The cube root of 225 is the value which, when multiplied by itself three times (cubed), gives the original number 225. The cube root of 225 is 6.08220199557.  The cube root of 225 is expressed as ∛225 in radical form, where the “ ∛ ”  sign” is called the “radical” sign. In exponential form, it is written as (225)^⅓. If “m” is the cube root of 225, then, m³=225. Let us find the value of “m”.
 

We can find cube roots of 225 through a method, named as, Halley’s Method. Let us see how it finds the result.

Now, what is Halley’s Method? It is an iterative method for finding cube roots of a given number N, such that, x³=N, where this method approximates the value of “x”.

Formula is ∛a≅ x((x³+2a) / (2x³+a)), where

a=given number whose cube root you are going to find

x=integer guess for the cubic root

Let us apply Halley’s method on the given number 225.

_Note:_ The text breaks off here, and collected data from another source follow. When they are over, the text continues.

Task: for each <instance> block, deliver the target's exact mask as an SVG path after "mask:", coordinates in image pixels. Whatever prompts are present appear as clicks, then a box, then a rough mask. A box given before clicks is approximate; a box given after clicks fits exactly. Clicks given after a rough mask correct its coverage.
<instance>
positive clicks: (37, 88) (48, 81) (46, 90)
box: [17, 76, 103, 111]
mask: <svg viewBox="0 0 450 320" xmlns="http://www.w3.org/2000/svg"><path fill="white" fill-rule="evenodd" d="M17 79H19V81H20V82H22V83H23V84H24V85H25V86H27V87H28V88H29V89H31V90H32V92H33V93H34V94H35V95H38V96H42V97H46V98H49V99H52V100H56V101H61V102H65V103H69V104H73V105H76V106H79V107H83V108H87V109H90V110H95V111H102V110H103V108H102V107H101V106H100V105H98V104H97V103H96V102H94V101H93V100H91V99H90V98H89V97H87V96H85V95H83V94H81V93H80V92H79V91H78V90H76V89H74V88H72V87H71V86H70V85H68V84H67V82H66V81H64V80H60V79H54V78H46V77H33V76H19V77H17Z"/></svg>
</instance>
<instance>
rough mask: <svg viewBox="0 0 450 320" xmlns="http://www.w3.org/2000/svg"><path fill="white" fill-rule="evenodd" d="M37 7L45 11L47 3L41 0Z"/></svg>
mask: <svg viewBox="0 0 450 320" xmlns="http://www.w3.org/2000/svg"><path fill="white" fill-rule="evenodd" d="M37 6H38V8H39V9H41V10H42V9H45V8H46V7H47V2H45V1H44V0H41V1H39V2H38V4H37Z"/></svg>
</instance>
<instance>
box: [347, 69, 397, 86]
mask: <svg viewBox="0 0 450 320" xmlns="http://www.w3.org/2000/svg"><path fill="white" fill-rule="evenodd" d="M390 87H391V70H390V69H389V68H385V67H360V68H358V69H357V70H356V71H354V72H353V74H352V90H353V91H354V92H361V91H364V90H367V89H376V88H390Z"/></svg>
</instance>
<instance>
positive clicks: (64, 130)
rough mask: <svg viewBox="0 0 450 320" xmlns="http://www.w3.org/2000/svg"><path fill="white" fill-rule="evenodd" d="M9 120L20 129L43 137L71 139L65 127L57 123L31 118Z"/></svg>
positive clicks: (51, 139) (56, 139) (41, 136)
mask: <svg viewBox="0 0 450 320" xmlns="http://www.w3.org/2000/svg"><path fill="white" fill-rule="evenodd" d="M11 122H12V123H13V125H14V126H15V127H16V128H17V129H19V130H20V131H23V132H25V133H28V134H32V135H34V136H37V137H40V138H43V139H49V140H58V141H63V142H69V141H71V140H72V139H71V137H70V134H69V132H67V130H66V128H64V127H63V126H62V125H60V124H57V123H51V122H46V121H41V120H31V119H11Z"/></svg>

Step 1: Let a=225. Let us take x as 6, since 6³=216 is the nearest perfect cube which is less than 216.

Step 2: Apply the formula.  ∛216≅ 6((6³+2×225) / (2(6)³+225)) = 6.08…

 

Hence, 6.08… is the approximate cubic root of 225.
 

• Cube root properties - The features when cube root is applied to any number. Those are: 1) The cube root of all odd numbers is an odd number. The same applies for even numbers also, that is, the cube of any even number is even. 

 

2) The cube root of a negative number is also negative.

3) If the cube root of a number is a whole number, then that original number is said to be perfect cube

 

• Irrational Numbers - Numbers which cannot be expressed as m/n form, where m and n are integers and n not equal to 0, are called Irrational numbers.

 

• Square root -The square root of a number is a number which when multiplied by itself produces the original number, whose square root is to be found out.

 

• Polynomial - It is an algebraic expression made up of variables like “x” and constants, combined using addition, subtraction, multiplication, or division, where the variables are raised to whole number exponents.

 

• Approximation - Finding out a value which is near to the correct answer, but not perfectly correct.

 

• Iterative method - This method is a mathematical process which uses an initial value to generate a further sequence of solutions for a problem, step-by-step.